Vox explores many themes relating to identity, oppression, the importance of language and also raises the question of how far you would be willing to go.

I found the character depth to vary, which is understandable because some characters needed to be left a little shady so that the suspense remained. If we know everyone intimately we can’t retain the mystery of the resistance. I did enjoy the character development and the pacing of the story, it certainly had me turning pages when I should have been shutting my eyes. It did wrap up a little too quickly for my liking though, with all the build up I would have liked a little more substance to the wrap-up. Having said that I did really enjoy this book, it sure made me think and it will stay with me for a while I think.

They say on average we speak 16,000 words a day; and I am pretty sure that my children had that done by 10am from the time they were about 4. To think that in Dalcher’s imagined America my daughter would be limited to 100 a day is unfathomable, and from such a young age when the language is developing that would stunt so much. We are left to question how long it would take to make the damage irreparable.

Vox is definitely worth the read, a gripping page turner that I would recommend to everyone. I think it’s an important read for it’s cautionary warning about sitting back when you should be standing up, before it’s too late.

An impressive debut that will have me watching out for more of Christina Dalcher as her career progresses.

Christina Dalcher can be found on her Website, Twitter and Facebook.

Vox is available through HQ Fiction, Angus and Robertson Bookworld, Booktopia and where all good books are sold.

Thanks to HQ Fiction 20 of our Beauty and Lace Club members are reading Vox so please be aware there may be spoilers in the comments below. I can’t wait to read what they thought.

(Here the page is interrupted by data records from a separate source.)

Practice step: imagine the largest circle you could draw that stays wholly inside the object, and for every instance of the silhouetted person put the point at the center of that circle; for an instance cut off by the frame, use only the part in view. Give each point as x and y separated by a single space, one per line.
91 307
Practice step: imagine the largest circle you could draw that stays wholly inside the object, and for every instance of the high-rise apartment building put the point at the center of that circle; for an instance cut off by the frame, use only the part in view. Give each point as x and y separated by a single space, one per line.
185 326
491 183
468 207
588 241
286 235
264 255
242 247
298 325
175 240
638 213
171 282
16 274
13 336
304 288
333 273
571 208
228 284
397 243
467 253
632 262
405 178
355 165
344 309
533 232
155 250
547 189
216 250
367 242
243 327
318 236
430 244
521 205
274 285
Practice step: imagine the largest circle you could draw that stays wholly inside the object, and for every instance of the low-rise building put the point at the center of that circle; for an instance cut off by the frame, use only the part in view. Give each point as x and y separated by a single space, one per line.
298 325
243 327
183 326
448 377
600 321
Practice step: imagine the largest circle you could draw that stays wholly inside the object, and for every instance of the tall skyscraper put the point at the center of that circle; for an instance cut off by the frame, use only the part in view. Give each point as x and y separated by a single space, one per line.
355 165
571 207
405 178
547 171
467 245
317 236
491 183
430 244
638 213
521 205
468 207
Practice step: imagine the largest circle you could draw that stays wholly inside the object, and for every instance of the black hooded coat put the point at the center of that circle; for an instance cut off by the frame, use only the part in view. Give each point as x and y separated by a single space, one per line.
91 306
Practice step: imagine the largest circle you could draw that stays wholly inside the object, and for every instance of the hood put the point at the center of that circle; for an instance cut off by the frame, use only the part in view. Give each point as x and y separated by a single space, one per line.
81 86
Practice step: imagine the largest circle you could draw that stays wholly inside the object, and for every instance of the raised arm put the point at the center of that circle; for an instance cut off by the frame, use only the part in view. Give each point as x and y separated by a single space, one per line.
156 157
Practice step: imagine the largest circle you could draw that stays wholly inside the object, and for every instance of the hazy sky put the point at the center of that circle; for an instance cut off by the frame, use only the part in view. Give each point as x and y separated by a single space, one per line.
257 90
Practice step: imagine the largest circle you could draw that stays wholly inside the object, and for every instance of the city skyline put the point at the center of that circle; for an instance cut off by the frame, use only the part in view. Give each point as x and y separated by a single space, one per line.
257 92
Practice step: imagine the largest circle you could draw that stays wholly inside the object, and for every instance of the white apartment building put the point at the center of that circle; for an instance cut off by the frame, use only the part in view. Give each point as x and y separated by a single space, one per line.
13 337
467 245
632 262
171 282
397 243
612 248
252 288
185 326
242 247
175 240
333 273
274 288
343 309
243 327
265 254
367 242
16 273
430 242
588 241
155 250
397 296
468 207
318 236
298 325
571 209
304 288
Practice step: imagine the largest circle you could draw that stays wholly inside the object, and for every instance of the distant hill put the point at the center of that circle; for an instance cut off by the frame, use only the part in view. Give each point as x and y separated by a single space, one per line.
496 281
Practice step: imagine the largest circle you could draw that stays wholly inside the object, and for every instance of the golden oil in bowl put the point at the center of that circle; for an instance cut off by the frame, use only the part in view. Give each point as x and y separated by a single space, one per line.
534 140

21 thoughts on “BOOK CLUB: Vox

  1. If I wasn’t in the process of moving house, I would have finished this book a lot quicker. I really, really enjoyed it! Even though it is dystopian, it felt like it could actually happen in the near future. I really felt Jean’s emotions, especially when she was angry. This book put me right into her shoes, and I could see everything unfolding through her eyes. I really enjoyed this book!